Slope CalculationLinear EquationInterpretation of Slope
Slope Calculation
Calculating the slope between two points is an essential part of determining how much a quantity changes over time. In any context, including economics like in our exercise, understanding this rate of change can inform predictions and decision-making. To calculate the slope, you need two points from the dataset. Let's use the points
  • \((x_1, y_1) = (2006, 48)\)
  • \((x_2, y_2) = (2010, 22)\)
With these, apply the slope formula: \[ m = \frac{y_2 - y_1}{x_2 - x_1} \].Inserting our values gives: \[ m = \frac{22 - 48}{2010 - 2006} = \frac{-26}{4} = -6.5 \].

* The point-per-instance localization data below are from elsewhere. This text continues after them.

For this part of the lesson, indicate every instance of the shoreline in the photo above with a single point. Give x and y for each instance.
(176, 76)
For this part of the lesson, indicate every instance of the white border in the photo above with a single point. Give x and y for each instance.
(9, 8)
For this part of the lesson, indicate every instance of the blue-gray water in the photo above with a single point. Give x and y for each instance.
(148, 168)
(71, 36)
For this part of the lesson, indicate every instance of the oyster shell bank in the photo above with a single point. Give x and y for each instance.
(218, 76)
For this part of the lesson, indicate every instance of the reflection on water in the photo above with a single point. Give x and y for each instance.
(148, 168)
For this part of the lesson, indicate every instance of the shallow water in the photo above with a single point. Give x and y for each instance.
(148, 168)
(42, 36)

This slope of \(-6.5\) indicates that U.S. print newspaper advertising revenue decreased by \$6.5 billion per year between 2006 and 2010.
Linear Equation
A linear equation in the point-slope form connects two variables with a constant rate of change represented by the slope. This form is especially useful for creating linear models when you have a data point and a slope. The point-slope form of a linear equation is: \[ y - y_1 = m(x - x_1) \].
Here,
  • \(y\) and \(x\) are variables in the equation,
  • \(y_1\) and \(x_1\) are the coordinates of a point the line passes through, and
  • \(m\) is the slope.
Using
  • the point \((2006, 48)\) and the slope \(-6.5\),
the equation becomes \[ y - 48 = -6.5(x - 2006) \] for the year 2006 to 2010. This enables calculation for any value within this range, illustrating how revenue changes over time.
Interpretation of Slope
Interpreting the slope is about understanding what it tells us concerning the relationship between variables. In our specific case, the slope calculated from the points
  • \((2008, 35)\)
  • \((2012, 10)\)
was \(-6.25\). This negative value reveals a decreasing trend, meaning that every year between 2008 and 2012, the revenue from U.S. print newspaper advertisement declined by about \$6.25 billion.
This trend not only reflects diminishing advertising spending in the print sector but also indicates possible shifts towards alternative, maybe more viable, platforms like digital media. Recognizing this change highlights the importance of adapting to technological and societal trends to sustain market viability.